Vejo a minha vida, quer dizer, a tarde ou as expectativas criadas a respeito, a andar para trás. Lá se vai o descanso e, sobretudo, o sono. Faço um esforço por abstrair, mas é impossível.

F***- se, F***- se, F***- se, exaspero-me.

Olho para o lado de lá e vislumbro uma cadeira a vagar. Levanto-me, arrasto a tralha — toalha, saco leve e chinelas, não é grande coisa, ando na tentativa de reduzir a vida ao mínimo de tralhas e ao máximo de conforto — e instalo-me longe da multidão. Por assim dizer, que a praia está cheia de gente, mas, aparentemente, aqui não há grupos barulhentos ao alcance das pontas dos dedos dos pés. Bem, uma mãe segura um filho ao colo, o miúdo dá uns guinchos estranhos, começo a sentir-me incomodada. Tudo muda quando solta umas gargalhadas límpidas e coloridas. É tão belo e reconfortante o riso das crianças! Lembro-me do riso da Inês, quando criança. Penso: é o som mais belo que alguma vez ouvi! Agora tem dezasseis anos. Hei-de reparar em como são as suas gargalhadas, agora, embora não sejam iguais às desse tempo!

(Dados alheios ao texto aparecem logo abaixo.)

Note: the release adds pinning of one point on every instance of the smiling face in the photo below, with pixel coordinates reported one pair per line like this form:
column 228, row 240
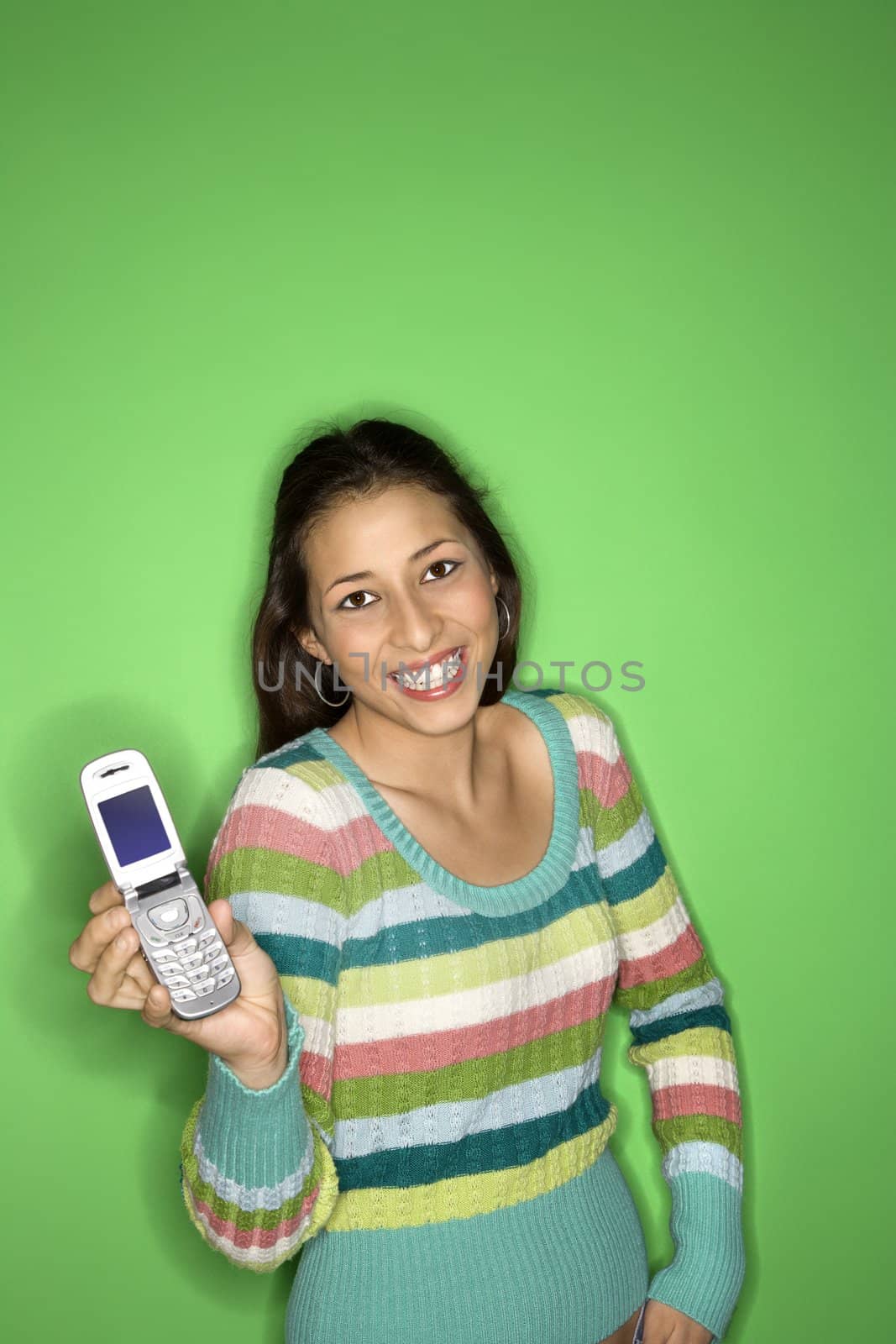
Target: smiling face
column 396, row 582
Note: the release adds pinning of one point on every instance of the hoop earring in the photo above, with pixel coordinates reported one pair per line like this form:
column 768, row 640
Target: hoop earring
column 508, row 612
column 322, row 696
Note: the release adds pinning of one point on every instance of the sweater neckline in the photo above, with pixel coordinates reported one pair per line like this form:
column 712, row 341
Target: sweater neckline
column 535, row 886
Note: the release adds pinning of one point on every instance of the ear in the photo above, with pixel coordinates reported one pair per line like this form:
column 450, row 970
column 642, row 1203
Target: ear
column 309, row 643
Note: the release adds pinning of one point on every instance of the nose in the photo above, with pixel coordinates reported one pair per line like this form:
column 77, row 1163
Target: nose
column 416, row 625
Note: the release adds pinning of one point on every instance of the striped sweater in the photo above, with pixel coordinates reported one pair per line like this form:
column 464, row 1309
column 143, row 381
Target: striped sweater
column 437, row 1149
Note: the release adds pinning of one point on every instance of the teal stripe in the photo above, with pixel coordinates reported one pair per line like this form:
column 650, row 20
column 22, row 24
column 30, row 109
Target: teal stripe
column 511, row 1146
column 637, row 877
column 297, row 956
column 436, row 934
column 712, row 1016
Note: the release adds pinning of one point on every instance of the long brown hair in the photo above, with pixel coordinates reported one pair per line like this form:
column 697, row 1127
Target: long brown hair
column 335, row 467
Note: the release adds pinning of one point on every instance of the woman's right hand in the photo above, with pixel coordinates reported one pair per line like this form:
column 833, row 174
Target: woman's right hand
column 249, row 1035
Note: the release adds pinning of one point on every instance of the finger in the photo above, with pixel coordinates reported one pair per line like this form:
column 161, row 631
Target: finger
column 105, row 897
column 105, row 985
column 157, row 1012
column 140, row 974
column 96, row 936
column 235, row 936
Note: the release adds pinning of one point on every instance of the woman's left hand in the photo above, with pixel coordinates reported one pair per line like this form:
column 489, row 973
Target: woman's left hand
column 664, row 1324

O sossego (relativo) começa a instalar-se.

Eis que chega a potente voz de uma mulher de meia idade. Dirige-se à amiga, deitada numa cadeira perto da minha, e interjecciona: «Eia, isso é que é descanso, aí a dormir!!!» Se fosse comigo, perdia a amizade nesse momento! Então vê que a amiga está a descansar e acorda-a daquela maneira?! A acordada é de bom feitio e recebe-a bem. Para mal dos meus pecados. Começam a falar alegremente, alto e bom som, a recém chegada. Atenção, só os meus ouvidos deram por tão tristes cenas. Os olhos e o resto procuram abstrair-se.

Descobri esta praia há cerca de dez anos. Era maravilhosamente quase deserta. De há uns anos para cá tem vindo a encher, a encher, e agora é isto. Não que tenha algo contra pessoas (embora, em geral, também não tenha grande coisa a favor). Também nada tenho contra palavrões, eu própria os uso, talvez com frequência superior à devida, mas, dentro do meu universo privado, sobretudo por razões estéticas. Valerá a pena dizer que, a dada altura em que a minha vida andava completamente f*****, não havia plano que se aproveitasse, fosse pessoal, profissional, familiar, social ou outro, ganhei o hábito de desabafar com recurso a palavrões. Uma espécie de rap da desgraça. Era assim: chegada a casa, fechada a porta, a cabeça completamente à mercê dos acontecimentos, expressava as frustrações e desatinos nuns valentes e desatinados, f***- segrandessíssimo f*****- da- p*** e outras pérolas do vernáculo, sobretudo a primeira. A coisa estava a assumir um tal carácter de habituação que resolvi parar, com receio de me deparar com algum f****- da - p*** — e deparei-me com muitos, podem crer —, numa reunião e, por força do hábito, deixar escapar um hipotético, vá à m****, f***- se, vá pró c****** ou vá levar… bem, creio que já deixei o meu ponto de vista bem explicado!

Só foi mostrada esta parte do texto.